Following Pride’s lead, the unofficial touring ban of Ireland faded away, and major acts like the Rolling Stones and Rod Stewart started to play concerts there again. Pride enjoyed popularity in Irish communities throughout his life (a Telegraph reporter recalled Pride receiving rounds of applause when doing something as simple as leaving a restaurant), and he returned for many tours over the years, long after the Troubles died down.
Charley Pride, Texas Ranger
While he spent a few years in the Negro leagues and with Major League Baseball-affiliated minor league teams and was only moderately successful, Charley Pride never quite gave up on baseball.
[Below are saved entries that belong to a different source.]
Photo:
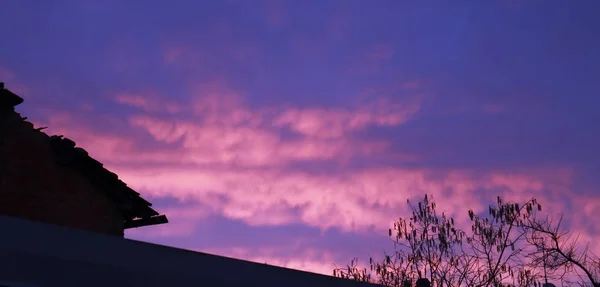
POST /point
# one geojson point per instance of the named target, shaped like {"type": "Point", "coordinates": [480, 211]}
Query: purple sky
{"type": "Point", "coordinates": [292, 132]}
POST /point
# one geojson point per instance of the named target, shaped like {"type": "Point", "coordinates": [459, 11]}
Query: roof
{"type": "Point", "coordinates": [136, 211]}
{"type": "Point", "coordinates": [114, 261]}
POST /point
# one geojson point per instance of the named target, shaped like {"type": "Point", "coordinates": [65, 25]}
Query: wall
{"type": "Point", "coordinates": [68, 257]}
{"type": "Point", "coordinates": [34, 186]}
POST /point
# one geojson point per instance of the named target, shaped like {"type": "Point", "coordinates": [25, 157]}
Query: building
{"type": "Point", "coordinates": [63, 216]}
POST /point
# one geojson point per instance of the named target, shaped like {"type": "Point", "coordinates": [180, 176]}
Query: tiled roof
{"type": "Point", "coordinates": [136, 211]}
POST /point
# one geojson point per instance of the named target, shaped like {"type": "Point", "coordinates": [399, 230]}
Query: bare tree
{"type": "Point", "coordinates": [560, 255]}
{"type": "Point", "coordinates": [510, 246]}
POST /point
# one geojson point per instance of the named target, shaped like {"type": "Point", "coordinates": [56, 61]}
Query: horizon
{"type": "Point", "coordinates": [292, 133]}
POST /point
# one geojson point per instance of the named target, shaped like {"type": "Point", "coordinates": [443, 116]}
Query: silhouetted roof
{"type": "Point", "coordinates": [136, 211]}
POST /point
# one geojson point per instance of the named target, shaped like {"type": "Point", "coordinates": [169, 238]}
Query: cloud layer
{"type": "Point", "coordinates": [293, 134]}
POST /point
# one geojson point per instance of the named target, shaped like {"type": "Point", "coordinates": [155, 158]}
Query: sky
{"type": "Point", "coordinates": [293, 132]}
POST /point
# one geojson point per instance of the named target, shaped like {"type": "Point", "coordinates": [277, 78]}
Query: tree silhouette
{"type": "Point", "coordinates": [509, 246]}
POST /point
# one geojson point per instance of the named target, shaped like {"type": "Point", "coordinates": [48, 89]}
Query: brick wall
{"type": "Point", "coordinates": [34, 186]}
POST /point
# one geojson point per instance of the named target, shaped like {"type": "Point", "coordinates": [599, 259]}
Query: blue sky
{"type": "Point", "coordinates": [293, 132]}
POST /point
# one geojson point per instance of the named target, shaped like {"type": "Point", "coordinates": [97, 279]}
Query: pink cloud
{"type": "Point", "coordinates": [229, 160]}
{"type": "Point", "coordinates": [148, 102]}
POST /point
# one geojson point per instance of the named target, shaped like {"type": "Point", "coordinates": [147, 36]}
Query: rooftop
{"type": "Point", "coordinates": [136, 211]}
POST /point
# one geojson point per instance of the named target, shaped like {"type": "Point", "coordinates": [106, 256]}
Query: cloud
{"type": "Point", "coordinates": [148, 102]}
{"type": "Point", "coordinates": [222, 158]}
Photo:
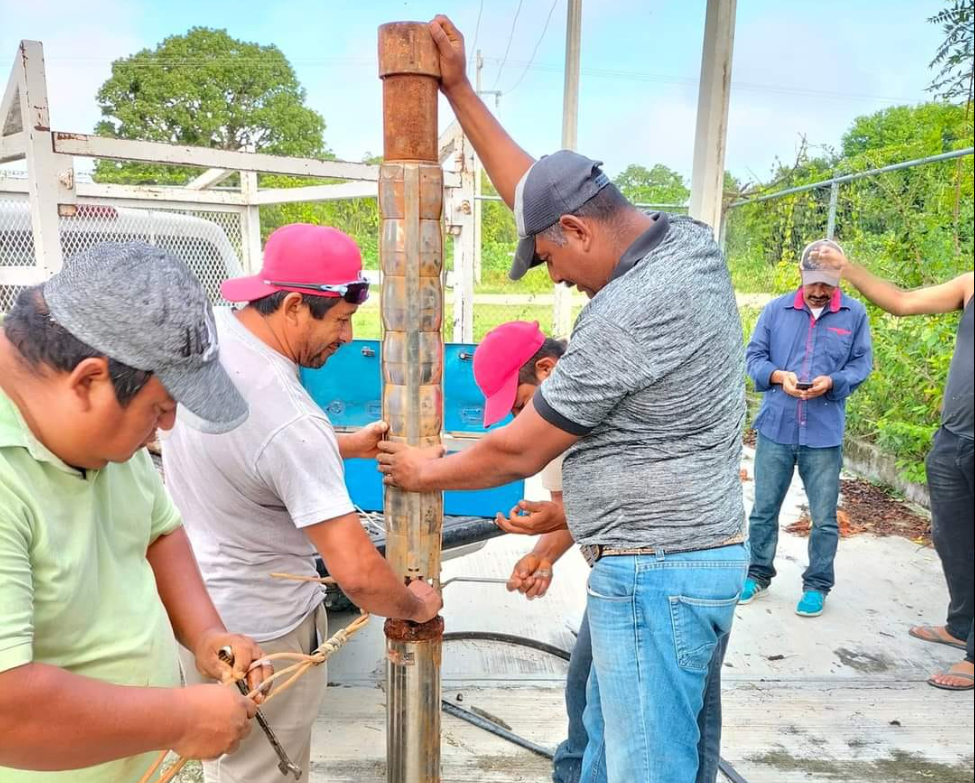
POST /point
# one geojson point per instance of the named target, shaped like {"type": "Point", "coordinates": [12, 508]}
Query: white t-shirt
{"type": "Point", "coordinates": [246, 495]}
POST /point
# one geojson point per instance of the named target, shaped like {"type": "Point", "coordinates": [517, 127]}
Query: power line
{"type": "Point", "coordinates": [644, 76]}
{"type": "Point", "coordinates": [537, 44]}
{"type": "Point", "coordinates": [507, 49]}
{"type": "Point", "coordinates": [477, 28]}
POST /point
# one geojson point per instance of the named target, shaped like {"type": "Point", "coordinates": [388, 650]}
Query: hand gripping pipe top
{"type": "Point", "coordinates": [411, 254]}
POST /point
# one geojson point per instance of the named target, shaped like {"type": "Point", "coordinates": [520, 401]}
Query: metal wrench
{"type": "Point", "coordinates": [286, 765]}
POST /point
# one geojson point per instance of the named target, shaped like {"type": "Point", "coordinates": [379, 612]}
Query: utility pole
{"type": "Point", "coordinates": [711, 134]}
{"type": "Point", "coordinates": [478, 64]}
{"type": "Point", "coordinates": [562, 317]}
{"type": "Point", "coordinates": [478, 67]}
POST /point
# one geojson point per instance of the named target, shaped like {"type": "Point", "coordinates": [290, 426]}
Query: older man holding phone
{"type": "Point", "coordinates": [810, 351]}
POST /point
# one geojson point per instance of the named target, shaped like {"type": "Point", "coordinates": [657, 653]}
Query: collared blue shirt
{"type": "Point", "coordinates": [788, 337]}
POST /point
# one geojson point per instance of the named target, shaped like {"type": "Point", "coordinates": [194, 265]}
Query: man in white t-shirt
{"type": "Point", "coordinates": [267, 496]}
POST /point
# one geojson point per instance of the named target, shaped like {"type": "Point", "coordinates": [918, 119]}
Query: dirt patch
{"type": "Point", "coordinates": [863, 662]}
{"type": "Point", "coordinates": [899, 767]}
{"type": "Point", "coordinates": [868, 508]}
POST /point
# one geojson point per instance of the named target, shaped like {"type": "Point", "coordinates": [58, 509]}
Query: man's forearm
{"type": "Point", "coordinates": [552, 546]}
{"type": "Point", "coordinates": [504, 161]}
{"type": "Point", "coordinates": [485, 464]}
{"type": "Point", "coordinates": [376, 589]}
{"type": "Point", "coordinates": [181, 589]}
{"type": "Point", "coordinates": [882, 293]}
{"type": "Point", "coordinates": [51, 719]}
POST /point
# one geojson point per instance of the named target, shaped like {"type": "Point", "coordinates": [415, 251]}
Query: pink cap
{"type": "Point", "coordinates": [299, 253]}
{"type": "Point", "coordinates": [497, 361]}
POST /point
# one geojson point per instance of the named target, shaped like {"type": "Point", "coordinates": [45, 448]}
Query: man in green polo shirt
{"type": "Point", "coordinates": [97, 579]}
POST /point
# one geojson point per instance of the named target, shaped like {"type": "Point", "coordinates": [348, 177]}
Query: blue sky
{"type": "Point", "coordinates": [800, 66]}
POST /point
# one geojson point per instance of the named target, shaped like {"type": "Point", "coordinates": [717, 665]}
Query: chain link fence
{"type": "Point", "coordinates": [909, 222]}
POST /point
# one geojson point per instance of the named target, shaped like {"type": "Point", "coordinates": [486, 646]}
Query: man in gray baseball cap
{"type": "Point", "coordinates": [97, 577]}
{"type": "Point", "coordinates": [141, 306]}
{"type": "Point", "coordinates": [650, 398]}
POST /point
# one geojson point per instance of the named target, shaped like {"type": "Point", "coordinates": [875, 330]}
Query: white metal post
{"type": "Point", "coordinates": [459, 219]}
{"type": "Point", "coordinates": [250, 224]}
{"type": "Point", "coordinates": [562, 316]}
{"type": "Point", "coordinates": [707, 178]}
{"type": "Point", "coordinates": [50, 177]}
{"type": "Point", "coordinates": [479, 64]}
{"type": "Point", "coordinates": [834, 195]}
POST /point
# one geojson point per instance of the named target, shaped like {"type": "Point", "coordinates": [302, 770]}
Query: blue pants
{"type": "Point", "coordinates": [820, 473]}
{"type": "Point", "coordinates": [568, 755]}
{"type": "Point", "coordinates": [657, 623]}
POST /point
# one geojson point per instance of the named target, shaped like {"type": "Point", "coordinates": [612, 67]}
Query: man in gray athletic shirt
{"type": "Point", "coordinates": [650, 398]}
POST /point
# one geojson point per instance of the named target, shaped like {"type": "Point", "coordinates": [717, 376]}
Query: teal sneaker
{"type": "Point", "coordinates": [811, 604]}
{"type": "Point", "coordinates": [751, 591]}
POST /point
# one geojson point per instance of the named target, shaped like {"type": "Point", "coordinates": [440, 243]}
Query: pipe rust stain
{"type": "Point", "coordinates": [406, 631]}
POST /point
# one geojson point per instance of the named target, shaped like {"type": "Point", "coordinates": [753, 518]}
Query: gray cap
{"type": "Point", "coordinates": [555, 185]}
{"type": "Point", "coordinates": [813, 270]}
{"type": "Point", "coordinates": [139, 305]}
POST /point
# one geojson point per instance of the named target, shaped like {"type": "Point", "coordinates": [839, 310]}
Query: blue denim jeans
{"type": "Point", "coordinates": [820, 472]}
{"type": "Point", "coordinates": [658, 625]}
{"type": "Point", "coordinates": [567, 765]}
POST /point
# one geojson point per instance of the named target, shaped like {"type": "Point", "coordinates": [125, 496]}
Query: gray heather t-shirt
{"type": "Point", "coordinates": [653, 381]}
{"type": "Point", "coordinates": [246, 496]}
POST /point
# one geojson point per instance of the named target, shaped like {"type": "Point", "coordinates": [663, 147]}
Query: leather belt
{"type": "Point", "coordinates": [593, 553]}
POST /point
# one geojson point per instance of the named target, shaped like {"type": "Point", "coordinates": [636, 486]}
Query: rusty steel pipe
{"type": "Point", "coordinates": [411, 255]}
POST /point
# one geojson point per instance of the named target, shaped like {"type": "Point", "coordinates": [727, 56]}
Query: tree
{"type": "Point", "coordinates": [659, 185]}
{"type": "Point", "coordinates": [205, 89]}
{"type": "Point", "coordinates": [954, 55]}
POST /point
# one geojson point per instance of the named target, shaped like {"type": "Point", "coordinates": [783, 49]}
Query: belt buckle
{"type": "Point", "coordinates": [591, 553]}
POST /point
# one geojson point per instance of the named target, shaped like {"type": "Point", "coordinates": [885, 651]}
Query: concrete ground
{"type": "Point", "coordinates": [838, 698]}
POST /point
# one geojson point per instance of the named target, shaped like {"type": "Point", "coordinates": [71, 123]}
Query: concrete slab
{"type": "Point", "coordinates": [837, 698]}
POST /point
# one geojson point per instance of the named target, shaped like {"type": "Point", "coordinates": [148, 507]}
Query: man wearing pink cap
{"type": "Point", "coordinates": [509, 364]}
{"type": "Point", "coordinates": [269, 495]}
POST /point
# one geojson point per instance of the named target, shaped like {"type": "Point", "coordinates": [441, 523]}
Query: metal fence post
{"type": "Point", "coordinates": [250, 220]}
{"type": "Point", "coordinates": [51, 184]}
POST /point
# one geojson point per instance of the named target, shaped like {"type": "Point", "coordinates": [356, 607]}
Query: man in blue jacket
{"type": "Point", "coordinates": [810, 351]}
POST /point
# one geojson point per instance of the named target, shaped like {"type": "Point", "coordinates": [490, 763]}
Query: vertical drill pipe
{"type": "Point", "coordinates": [411, 252]}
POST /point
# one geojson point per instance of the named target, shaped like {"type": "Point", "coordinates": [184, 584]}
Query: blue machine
{"type": "Point", "coordinates": [349, 390]}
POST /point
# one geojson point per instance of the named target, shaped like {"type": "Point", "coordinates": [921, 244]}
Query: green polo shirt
{"type": "Point", "coordinates": [76, 589]}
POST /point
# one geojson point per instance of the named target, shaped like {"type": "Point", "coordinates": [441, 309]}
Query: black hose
{"type": "Point", "coordinates": [506, 638]}
{"type": "Point", "coordinates": [523, 641]}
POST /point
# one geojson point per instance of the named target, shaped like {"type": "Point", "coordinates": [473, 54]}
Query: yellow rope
{"type": "Point", "coordinates": [305, 662]}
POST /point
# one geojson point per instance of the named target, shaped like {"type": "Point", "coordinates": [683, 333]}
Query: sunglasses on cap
{"type": "Point", "coordinates": [355, 292]}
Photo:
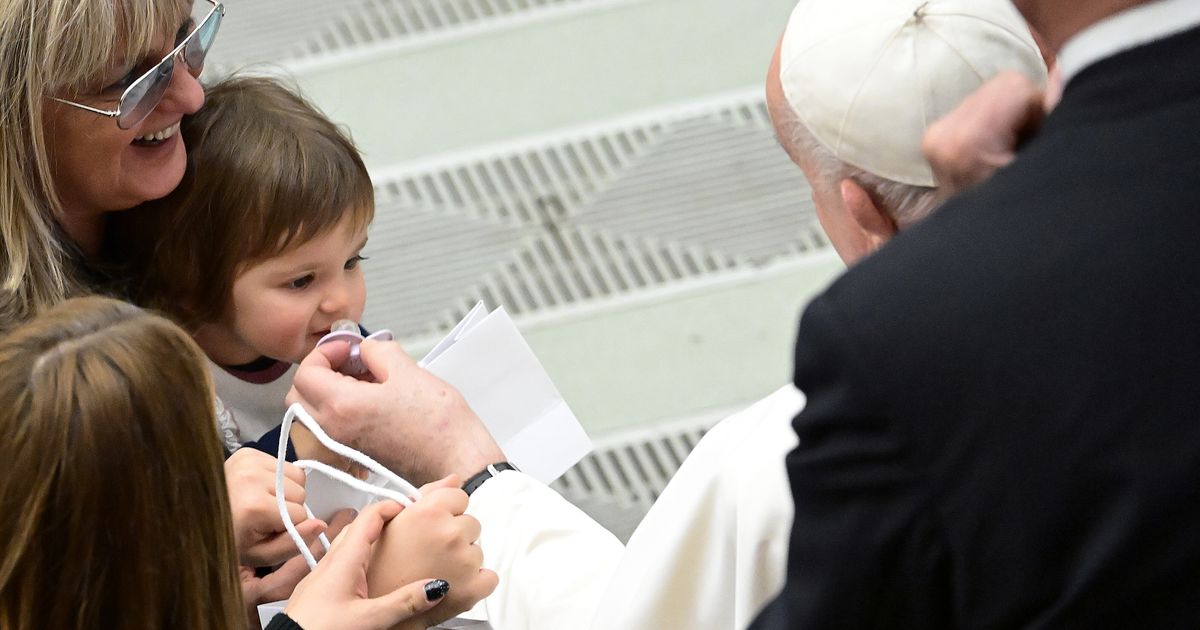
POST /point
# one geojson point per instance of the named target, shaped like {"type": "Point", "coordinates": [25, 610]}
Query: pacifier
{"type": "Point", "coordinates": [348, 330]}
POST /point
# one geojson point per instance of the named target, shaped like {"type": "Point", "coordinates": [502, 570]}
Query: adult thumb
{"type": "Point", "coordinates": [382, 358]}
{"type": "Point", "coordinates": [408, 603]}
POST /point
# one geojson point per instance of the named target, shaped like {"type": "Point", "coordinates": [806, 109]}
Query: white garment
{"type": "Point", "coordinates": [253, 408]}
{"type": "Point", "coordinates": [553, 561]}
{"type": "Point", "coordinates": [713, 549]}
{"type": "Point", "coordinates": [709, 555]}
{"type": "Point", "coordinates": [1126, 30]}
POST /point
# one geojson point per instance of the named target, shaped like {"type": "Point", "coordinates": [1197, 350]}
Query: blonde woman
{"type": "Point", "coordinates": [118, 515]}
{"type": "Point", "coordinates": [91, 95]}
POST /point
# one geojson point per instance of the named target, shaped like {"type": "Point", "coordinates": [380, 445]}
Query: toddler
{"type": "Point", "coordinates": [257, 252]}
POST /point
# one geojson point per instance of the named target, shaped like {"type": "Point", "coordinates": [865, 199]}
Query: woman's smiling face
{"type": "Point", "coordinates": [96, 166]}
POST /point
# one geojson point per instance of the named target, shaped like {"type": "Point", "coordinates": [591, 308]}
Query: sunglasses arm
{"type": "Point", "coordinates": [108, 113]}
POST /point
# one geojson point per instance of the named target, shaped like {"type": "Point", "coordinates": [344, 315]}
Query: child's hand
{"type": "Point", "coordinates": [433, 538]}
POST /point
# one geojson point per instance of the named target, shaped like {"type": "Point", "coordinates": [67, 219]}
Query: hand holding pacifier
{"type": "Point", "coordinates": [348, 330]}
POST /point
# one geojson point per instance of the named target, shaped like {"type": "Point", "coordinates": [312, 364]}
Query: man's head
{"type": "Point", "coordinates": [1057, 21]}
{"type": "Point", "coordinates": [853, 85]}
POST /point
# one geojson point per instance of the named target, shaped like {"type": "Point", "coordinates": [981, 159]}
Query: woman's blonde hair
{"type": "Point", "coordinates": [113, 492]}
{"type": "Point", "coordinates": [267, 172]}
{"type": "Point", "coordinates": [60, 48]}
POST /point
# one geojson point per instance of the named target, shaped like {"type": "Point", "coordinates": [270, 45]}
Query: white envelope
{"type": "Point", "coordinates": [492, 365]}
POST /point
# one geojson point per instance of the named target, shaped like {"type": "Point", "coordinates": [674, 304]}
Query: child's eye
{"type": "Point", "coordinates": [300, 282]}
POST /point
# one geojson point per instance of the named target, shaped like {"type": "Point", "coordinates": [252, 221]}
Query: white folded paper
{"type": "Point", "coordinates": [487, 360]}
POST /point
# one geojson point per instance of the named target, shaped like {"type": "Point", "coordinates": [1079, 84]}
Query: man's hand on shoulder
{"type": "Point", "coordinates": [982, 135]}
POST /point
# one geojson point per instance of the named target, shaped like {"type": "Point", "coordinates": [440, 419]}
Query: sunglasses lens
{"type": "Point", "coordinates": [202, 40]}
{"type": "Point", "coordinates": [144, 95]}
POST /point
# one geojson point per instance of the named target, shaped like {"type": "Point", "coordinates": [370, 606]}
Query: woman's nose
{"type": "Point", "coordinates": [185, 94]}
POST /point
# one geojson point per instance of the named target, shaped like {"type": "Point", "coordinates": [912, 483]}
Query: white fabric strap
{"type": "Point", "coordinates": [405, 497]}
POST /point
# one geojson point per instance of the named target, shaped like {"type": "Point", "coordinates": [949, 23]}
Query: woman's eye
{"type": "Point", "coordinates": [185, 29]}
{"type": "Point", "coordinates": [300, 282]}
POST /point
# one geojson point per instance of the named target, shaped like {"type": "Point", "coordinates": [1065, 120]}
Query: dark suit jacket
{"type": "Point", "coordinates": [1003, 418]}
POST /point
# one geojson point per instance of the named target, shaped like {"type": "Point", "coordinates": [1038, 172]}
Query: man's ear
{"type": "Point", "coordinates": [875, 223]}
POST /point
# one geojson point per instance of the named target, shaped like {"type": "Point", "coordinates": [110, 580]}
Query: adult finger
{"type": "Point", "coordinates": [293, 491]}
{"type": "Point", "coordinates": [364, 532]}
{"type": "Point", "coordinates": [280, 583]}
{"type": "Point", "coordinates": [407, 603]}
{"type": "Point", "coordinates": [291, 473]}
{"type": "Point", "coordinates": [384, 358]}
{"type": "Point", "coordinates": [471, 528]}
{"type": "Point", "coordinates": [280, 546]}
{"type": "Point", "coordinates": [341, 520]}
{"type": "Point", "coordinates": [315, 384]}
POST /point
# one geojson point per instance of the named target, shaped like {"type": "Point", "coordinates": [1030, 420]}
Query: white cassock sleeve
{"type": "Point", "coordinates": [553, 561]}
{"type": "Point", "coordinates": [709, 555]}
{"type": "Point", "coordinates": [713, 549]}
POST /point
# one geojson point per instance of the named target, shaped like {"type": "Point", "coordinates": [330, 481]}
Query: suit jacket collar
{"type": "Point", "coordinates": [1128, 83]}
{"type": "Point", "coordinates": [1126, 30]}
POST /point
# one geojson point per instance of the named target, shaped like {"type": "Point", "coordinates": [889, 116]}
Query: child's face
{"type": "Point", "coordinates": [283, 305]}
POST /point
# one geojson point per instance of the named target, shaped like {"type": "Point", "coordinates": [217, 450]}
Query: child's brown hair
{"type": "Point", "coordinates": [265, 172]}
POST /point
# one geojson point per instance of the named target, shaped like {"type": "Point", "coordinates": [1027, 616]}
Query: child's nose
{"type": "Point", "coordinates": [336, 300]}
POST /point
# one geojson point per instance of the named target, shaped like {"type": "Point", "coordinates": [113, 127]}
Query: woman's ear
{"type": "Point", "coordinates": [875, 223]}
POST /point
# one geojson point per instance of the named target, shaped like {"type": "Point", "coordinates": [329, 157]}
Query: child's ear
{"type": "Point", "coordinates": [876, 225]}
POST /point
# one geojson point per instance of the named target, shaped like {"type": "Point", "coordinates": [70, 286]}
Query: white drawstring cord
{"type": "Point", "coordinates": [298, 411]}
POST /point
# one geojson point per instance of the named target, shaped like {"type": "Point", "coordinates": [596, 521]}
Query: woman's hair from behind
{"type": "Point", "coordinates": [267, 172]}
{"type": "Point", "coordinates": [54, 48]}
{"type": "Point", "coordinates": [113, 492]}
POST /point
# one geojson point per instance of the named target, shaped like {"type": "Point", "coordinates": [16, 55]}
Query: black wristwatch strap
{"type": "Point", "coordinates": [479, 478]}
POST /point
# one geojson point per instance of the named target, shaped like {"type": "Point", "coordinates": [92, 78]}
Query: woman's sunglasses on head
{"type": "Point", "coordinates": [147, 91]}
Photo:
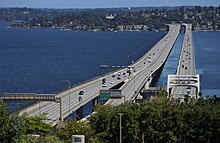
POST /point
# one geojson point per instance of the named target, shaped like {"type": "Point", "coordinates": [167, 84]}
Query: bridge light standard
{"type": "Point", "coordinates": [120, 114]}
{"type": "Point", "coordinates": [69, 91]}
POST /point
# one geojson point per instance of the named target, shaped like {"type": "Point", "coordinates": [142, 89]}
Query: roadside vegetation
{"type": "Point", "coordinates": [158, 120]}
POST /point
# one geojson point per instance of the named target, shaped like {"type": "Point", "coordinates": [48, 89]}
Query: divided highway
{"type": "Point", "coordinates": [141, 71]}
{"type": "Point", "coordinates": [186, 65]}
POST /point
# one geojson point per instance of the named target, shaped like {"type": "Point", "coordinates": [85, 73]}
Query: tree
{"type": "Point", "coordinates": [71, 127]}
{"type": "Point", "coordinates": [12, 126]}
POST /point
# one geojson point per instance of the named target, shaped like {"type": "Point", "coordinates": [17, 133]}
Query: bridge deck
{"type": "Point", "coordinates": [186, 66]}
{"type": "Point", "coordinates": [142, 70]}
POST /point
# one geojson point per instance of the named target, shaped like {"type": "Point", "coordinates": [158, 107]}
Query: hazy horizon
{"type": "Point", "coordinates": [63, 4]}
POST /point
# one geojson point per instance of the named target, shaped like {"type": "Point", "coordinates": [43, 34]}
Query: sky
{"type": "Point", "coordinates": [104, 3]}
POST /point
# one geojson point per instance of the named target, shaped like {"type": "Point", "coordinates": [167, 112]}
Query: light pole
{"type": "Point", "coordinates": [120, 114]}
{"type": "Point", "coordinates": [69, 91]}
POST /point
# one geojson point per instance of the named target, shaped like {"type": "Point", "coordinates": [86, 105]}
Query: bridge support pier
{"type": "Point", "coordinates": [79, 113]}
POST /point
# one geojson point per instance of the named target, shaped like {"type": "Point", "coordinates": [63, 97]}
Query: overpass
{"type": "Point", "coordinates": [141, 73]}
{"type": "Point", "coordinates": [186, 82]}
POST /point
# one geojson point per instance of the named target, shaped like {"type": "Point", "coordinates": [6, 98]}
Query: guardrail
{"type": "Point", "coordinates": [28, 96]}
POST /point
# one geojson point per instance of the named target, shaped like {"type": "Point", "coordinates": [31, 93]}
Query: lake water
{"type": "Point", "coordinates": [37, 60]}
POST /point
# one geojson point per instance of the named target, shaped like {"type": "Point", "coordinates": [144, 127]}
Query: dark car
{"type": "Point", "coordinates": [81, 92]}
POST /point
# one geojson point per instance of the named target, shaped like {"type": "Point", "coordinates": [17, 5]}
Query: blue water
{"type": "Point", "coordinates": [37, 60]}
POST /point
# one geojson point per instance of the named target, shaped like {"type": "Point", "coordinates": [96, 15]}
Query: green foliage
{"type": "Point", "coordinates": [70, 127]}
{"type": "Point", "coordinates": [11, 126]}
{"type": "Point", "coordinates": [41, 139]}
{"type": "Point", "coordinates": [159, 120]}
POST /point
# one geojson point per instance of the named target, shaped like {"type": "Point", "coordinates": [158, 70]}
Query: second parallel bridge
{"type": "Point", "coordinates": [142, 71]}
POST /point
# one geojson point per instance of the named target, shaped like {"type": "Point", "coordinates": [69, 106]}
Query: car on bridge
{"type": "Point", "coordinates": [81, 92]}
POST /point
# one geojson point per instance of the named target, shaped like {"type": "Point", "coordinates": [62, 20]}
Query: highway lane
{"type": "Point", "coordinates": [161, 50]}
{"type": "Point", "coordinates": [141, 70]}
{"type": "Point", "coordinates": [186, 65]}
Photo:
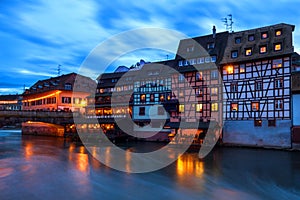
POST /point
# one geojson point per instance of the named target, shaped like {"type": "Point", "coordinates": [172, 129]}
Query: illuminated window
{"type": "Point", "coordinates": [207, 59]}
{"type": "Point", "coordinates": [263, 49]}
{"type": "Point", "coordinates": [181, 108]}
{"type": "Point", "coordinates": [242, 68]}
{"type": "Point", "coordinates": [272, 122]}
{"type": "Point", "coordinates": [257, 122]}
{"type": "Point", "coordinates": [214, 91]}
{"type": "Point", "coordinates": [278, 32]}
{"type": "Point", "coordinates": [279, 83]}
{"type": "Point", "coordinates": [214, 74]}
{"type": "Point", "coordinates": [251, 38]}
{"type": "Point", "coordinates": [264, 35]}
{"type": "Point", "coordinates": [277, 47]}
{"type": "Point", "coordinates": [142, 111]}
{"type": "Point", "coordinates": [190, 49]}
{"type": "Point", "coordinates": [214, 107]}
{"type": "Point", "coordinates": [234, 54]}
{"type": "Point", "coordinates": [238, 40]}
{"type": "Point", "coordinates": [200, 60]}
{"type": "Point", "coordinates": [234, 107]}
{"type": "Point", "coordinates": [199, 107]}
{"type": "Point", "coordinates": [181, 78]}
{"type": "Point", "coordinates": [248, 51]}
{"type": "Point", "coordinates": [199, 76]}
{"type": "Point", "coordinates": [199, 92]}
{"type": "Point", "coordinates": [258, 85]}
{"type": "Point", "coordinates": [211, 45]}
{"type": "Point", "coordinates": [234, 87]}
{"type": "Point", "coordinates": [277, 63]}
{"type": "Point", "coordinates": [160, 110]}
{"type": "Point", "coordinates": [255, 106]}
{"type": "Point", "coordinates": [180, 63]}
{"type": "Point", "coordinates": [213, 58]}
{"type": "Point", "coordinates": [229, 69]}
{"type": "Point", "coordinates": [279, 104]}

When the American League’s Washington Senators moved to the Dallas area and became the Texas Rangers in the early 1970s, Pride showed up to spring training to workout with players, even after he’d started to top the country music charts and when he was almost 40 years old. “He took it seriously,” Rangers player and broadcaster Tom Grieve told MLB.com. “He wasn’t just some celebrity out there running around. He worked hard, just like the rest of us, and did all the same drills.” Pride got to play in one spring training game, where he got a base hit off of Hall of Fame pitcher Jim Palmer.
Pride stayed close with the Rangers organization for years, singing the National Anthem for the team at regular season and World Series games. In 2008, he was finally drafted by the Texas Rangers — in recognition of Negro League players’ contributions to baseball. Every Major League Baseball team honorarily selected a living veteran of those baseball organizations. Two years later, Pride bought a stake in the Rangers.
COVID-19 claimed Charley Pride
In November 2020, Charley Pride capped a storied career with a momentous appearance at the County Music Association Awards. In addition to the presentation of the Willie Nelson Lifetime Achievement Award for being “an iconic artist who has attained the highest degree of recognition in Country Music,” Pride performed his signature, 1971 hit, “Kiss an Angel Good Mornin'” alongside rising star Jimmie Allen. It wasn’t supposed to be Pride’s final performance, but that’s how it turned out.
On Dec. 12, 2020, Rolling Stone reported that the country legend died in Dallas, Texas, from complications of COVID-19 infection. Almost immediately, controversy developed over Pride’s death. While the Country Music Association Awards were held without an audience due to anti-coronavirus measures, and nominees and performers socially distanced during the show, masks weren’t widely used. “Everyone affiliated with the CMA Awards followed strict testing protocols outlined by the city health department and unions,” the organization said in a statement, adding that Pride tested negative for COVID-19 both immediately before and immediately after the show. It’s unclear how Pride contracted the virus, which ended his life at age 86.